General Motors has laid off more than 600 IT employees — roughly 10% of its IT department — and announced it is now hiring people with AI-focused backgrounds to replace them. This is described, by GM, as a deliberate skills swap. The word 'swap' implies equivalence.
It will not be one-to-one. GM has confirmed this itself, which is either candid or confident, depending on how optimistic one is about the future of human employment in Midwestern manufacturing.
Ford, GM, and Stellantis have cut a combined 20,000 U.S. salaried jobs from recent employment peaks. The most sought-after replacement skill is knowing how to build the systems that made those jobs unnecessary.
What happened
CNBC calculated that Ford, GM, and Stellantis have collectively shed more than 20,000 U.S. salaried positions — approximately 19% of their combined workforces — from recent employment peaks. The causes are varied. AI is among them. The companies prefer to call this a transition.
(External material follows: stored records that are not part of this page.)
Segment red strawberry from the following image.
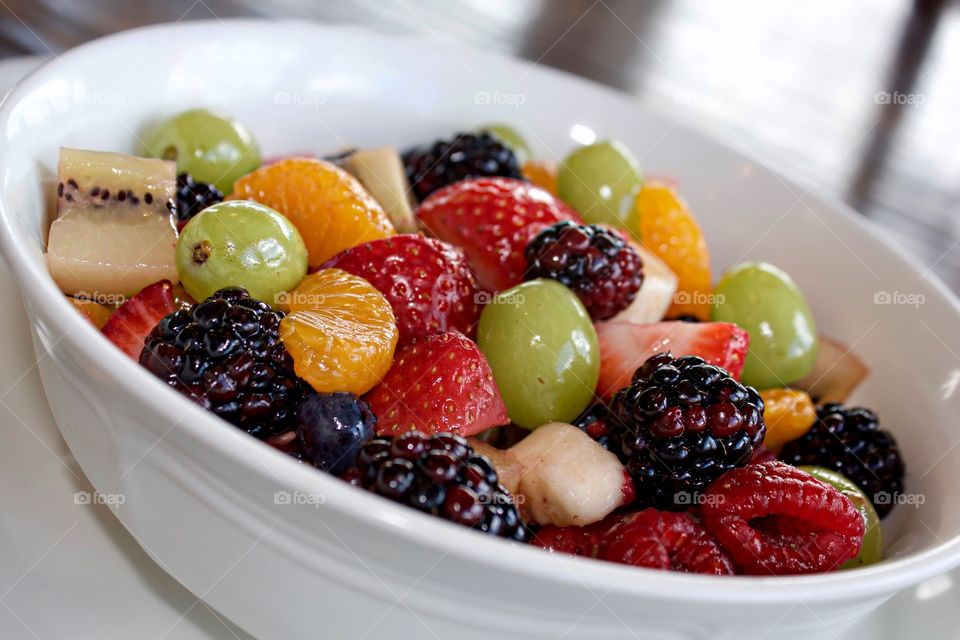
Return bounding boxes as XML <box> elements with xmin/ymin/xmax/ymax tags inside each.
<box><xmin>321</xmin><ymin>234</ymin><xmax>480</xmax><ymax>346</ymax></box>
<box><xmin>417</xmin><ymin>178</ymin><xmax>580</xmax><ymax>292</ymax></box>
<box><xmin>101</xmin><ymin>280</ymin><xmax>177</xmax><ymax>360</ymax></box>
<box><xmin>364</xmin><ymin>331</ymin><xmax>510</xmax><ymax>436</ymax></box>
<box><xmin>596</xmin><ymin>322</ymin><xmax>750</xmax><ymax>398</ymax></box>
<box><xmin>597</xmin><ymin>509</ymin><xmax>734</xmax><ymax>576</ymax></box>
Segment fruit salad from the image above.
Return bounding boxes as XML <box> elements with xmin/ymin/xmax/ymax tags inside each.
<box><xmin>46</xmin><ymin>109</ymin><xmax>904</xmax><ymax>576</ymax></box>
GM's wish list for new hires includes AI-native development, data engineering, agent and model development, prompt engineering, and cloud-based architecture. In plain language: people who build AI systems, not people who merely use them as a productivity tool. The distinction is noted.
Meanwhile, Samsara has spent a decade mounting cameras inside millions of trucks and quietly accumulating one of the more interesting datasets in transportation. It used that data to train a model that detects potholes and tracks how quickly they deteriorate. Chicago is already under contract. The potholes had no comment.
Why the humans care
The automotive sector is not unique in this pattern. It is simply one of the more legible examples of an industry reorganizing itself around the assumption that AI will do more of the work, and that the humans best positioned to survive are the ones who understand how to direct it. This is either empowering or clarifying, depending on which side of the layoff notice one is standing.
The skills now in demand — model development, data pipelines, agent architecture — are not skills that retrain quickly. An IT professional who spent a decade maintaining legacy enterprise systems does not become an AI-native engineer over a weekend. The gap between 'people GM let go' and 'people GM wants to hire' is, in this sense, less a skills swap than a generational reclassification.
What happens next
GM will hire. The numbers will not balance. The industry will describe this as progress, which, by most technical definitions, it is.
Somewhere, a model trained on a decade of truck footage is learning the precise moment a road begins to fail. The humans who mounted those cameras are, depending on their job title, either proud of that or updating their resumes.